Richard Mathis under a federal federal law for being a convicted felon in possession of a firearm and received a mandatory minimum sentence based on his prior burglary convictions in Iowa. The Court said that because Iowa’s burglary law is broader than laws about generic burglaries, Mathis’s prior convictions couldn’t be applied under the Armed Career Criminal Act.

In Dollar General Stores v. Mississippi Band of Choctaw Indians, a tied court issued a per curium opinion upholding a lower-court ruling giving a tribal court jurisdiction over tort claims against defendants who aren’t official members of a tribe.

The last ruling of that day left millions of undocumented immigrants in limbo.

The Supreme Court couldn’t reach a majority for or against President Barack Obama’s plan to defer deportation for millions Thursday, effectively leaving his executive actions on hold and undocumented immigrants in limbo.

In a one-sentence ruling, the justices simply said, “The judgment is affirmed by an equally divided court.” But they didn’t indicate how they voted — a sign that the court was sharply at odds along ideological lines.

The split decision means a lower court ruling that effectively blocked the program will stand, and no national precedent will be set as to whether the president acted within the law when he announced it in November 2014.

The last big decisions came in rapid succession on June 27:

In McDonnell v. United States, the court handed down a unanimous decision overturning the bribery conviction of former Virginia Governor Bob McDonnell (R) making it harder for states to prosecute elected officials for bribery.

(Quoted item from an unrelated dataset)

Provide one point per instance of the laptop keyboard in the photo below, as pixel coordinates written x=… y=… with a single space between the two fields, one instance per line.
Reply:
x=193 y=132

Then voting 6 – 2 in Voisine v. United States, the court upheld that those convicted of domestic violence, even if it’s only a misdemeanor, cannot own a gun.

The Supreme Court ruled in a decision announced Monday that a domestic violence assault committed “recklessly” qualifies as a misdemeanor crime of domestic violence, and therefore triggers the federal ban on gun ownership.

“A person who assaults another recklessly ‘use[s]’ force, no less than one who carries out that same action knowingly or intentionally,” wrote Justice Elena Kagan, who authored the majority opinion. She was joined by Chief Justice John Roberts, as well as Justices Anthony Kennedy, Ruth Bader Ginsburg, Stephen Breyer and Samuel Alito.

The case, Voisine v. United States, was brought by two men who lost their right to own or buy guns after being convicted of domestic violence misdemeanors in the state of Maine.

Under the Lautenberg Amendment, which Congress passed in 1996, individuals convicted of domestic violence misdemeanors can’t legally own or buy guns. But lawyers for the two men argued that their crimes didn’t qualify for the federal gun ban because their assaults were committed “recklessly,” as opposed to knowingly or intentionally.

The last decision dealt a blow to the Republicans and Right to Lifers, not just in Texas but across the Untied States. With a 5 -3 vote in Whole Woman’s Health v. Hellerstedt, the court struck down the state of Texas’ restrictive statute that threatened to shut down the states remaining abortion clinics denying millions of women access to a safe abortion. how this ruling will affect other states will be part of the discussion in another post.